The Location of New York City’s Expiring Affordable Housing

Data Updates | December 8th 2016

Privately owned, publicly subsidized rental housing is an important source of affordable housing in New York City, especially for low- and moderate-income households. In exchange for a government subsidy, private owners agree to keep units affordable to low- and moderate-income households for a set number of years, typically 30 years. After a regulatory agreement expires, however, owners can begin to rent their units at market rates.

According to new data analysis by the NYU Furman Center, by 2020, the regulatory agreements governing 157 federally subsidized residential properties in New York City are set to expire. Over the following decade, an additional 593 will follow suit.

The table below provides a breakdown of federally subsidized properties by expiration date for three program categories: Project-Based Rental Assistance, the Low-Income Housing Tax Credit (LIHTC), and HUD Financing and Insurance.
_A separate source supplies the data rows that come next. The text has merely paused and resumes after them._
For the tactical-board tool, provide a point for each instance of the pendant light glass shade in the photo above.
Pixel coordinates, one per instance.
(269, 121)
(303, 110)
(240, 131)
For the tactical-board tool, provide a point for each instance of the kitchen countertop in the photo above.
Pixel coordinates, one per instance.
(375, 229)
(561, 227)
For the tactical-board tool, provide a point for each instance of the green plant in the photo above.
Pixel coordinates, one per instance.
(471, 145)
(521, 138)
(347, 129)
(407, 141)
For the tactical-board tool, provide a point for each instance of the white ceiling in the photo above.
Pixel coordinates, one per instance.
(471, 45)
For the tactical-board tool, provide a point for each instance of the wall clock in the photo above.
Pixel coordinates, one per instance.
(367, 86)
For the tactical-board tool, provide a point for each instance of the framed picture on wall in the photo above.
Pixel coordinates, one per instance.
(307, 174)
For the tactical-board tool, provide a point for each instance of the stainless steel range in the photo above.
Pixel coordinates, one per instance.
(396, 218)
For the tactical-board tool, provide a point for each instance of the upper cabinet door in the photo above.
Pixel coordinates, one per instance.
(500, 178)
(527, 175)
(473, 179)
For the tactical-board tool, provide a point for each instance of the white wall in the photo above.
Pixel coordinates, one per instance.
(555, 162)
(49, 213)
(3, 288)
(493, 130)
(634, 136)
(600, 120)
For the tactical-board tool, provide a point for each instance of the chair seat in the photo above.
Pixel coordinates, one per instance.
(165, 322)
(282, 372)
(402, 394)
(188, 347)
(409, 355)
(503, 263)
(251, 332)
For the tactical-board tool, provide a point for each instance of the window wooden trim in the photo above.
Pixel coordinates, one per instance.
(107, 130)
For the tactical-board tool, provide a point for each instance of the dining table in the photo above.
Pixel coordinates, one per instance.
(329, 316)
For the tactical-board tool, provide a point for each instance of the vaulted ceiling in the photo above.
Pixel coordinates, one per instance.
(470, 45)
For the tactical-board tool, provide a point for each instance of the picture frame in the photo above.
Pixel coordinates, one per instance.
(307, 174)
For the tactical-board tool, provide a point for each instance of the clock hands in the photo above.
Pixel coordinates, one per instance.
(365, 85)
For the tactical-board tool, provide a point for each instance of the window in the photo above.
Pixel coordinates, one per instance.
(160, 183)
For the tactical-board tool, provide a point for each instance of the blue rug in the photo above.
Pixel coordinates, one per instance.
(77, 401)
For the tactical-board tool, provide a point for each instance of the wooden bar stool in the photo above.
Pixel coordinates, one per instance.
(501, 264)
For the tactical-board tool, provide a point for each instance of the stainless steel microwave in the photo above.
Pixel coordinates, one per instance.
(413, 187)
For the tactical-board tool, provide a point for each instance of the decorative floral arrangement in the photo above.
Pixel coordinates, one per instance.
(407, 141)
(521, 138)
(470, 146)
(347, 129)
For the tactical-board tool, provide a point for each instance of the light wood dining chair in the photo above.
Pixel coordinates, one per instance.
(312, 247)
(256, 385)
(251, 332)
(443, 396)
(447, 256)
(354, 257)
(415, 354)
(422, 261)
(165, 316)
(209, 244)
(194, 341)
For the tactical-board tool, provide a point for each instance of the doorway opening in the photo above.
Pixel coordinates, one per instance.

Properties funded by more than one of these program types are included under “Multiple Programs.”

The map (included above or view the interactive map at CoreData.nyc) shows that of the 750 properties with regulatory agreements set to expire by 2030, many are concentrated in Central Harlem (MN-10), Crown Heights/Prospect Heights (BK-08), and Brownsville (BK-16).

The Community Districts with the largest share of their federally subsidized affordable housing expiring by 2030 are Flatlands/Canarsie (BK-18), where regulatory agreements on 28 of the District’s 30 federally subsidized properties are set to expire, and Sunset Park (BK-07), where regulatory agreements for 30 of the District’s 37 federally subsidized properties are set to expire.

 

About CoreData.nyc
CoreData.nyc is New York City’s housing and neighborhoods data hub, presented by the NYU Furman Center.

 

Methodology Notes

HUD Financing/Insurance includes Section 223(f), Section 221d(3) and Section 221d(4) Mortgage Insurance, and Other HUD Financing.

LIHTC includes properties that received either 4% or 9% credits.

Project-Based Rental Assistance includes Section 202/8, Loan Management Set-Aside, Project Rental Assistance Contract / 202, Rental Housing Assistance Payments (RAP), Rent Supplement Program, Project-Based Section 8, and Other HUD Project-Based Rental Assistance.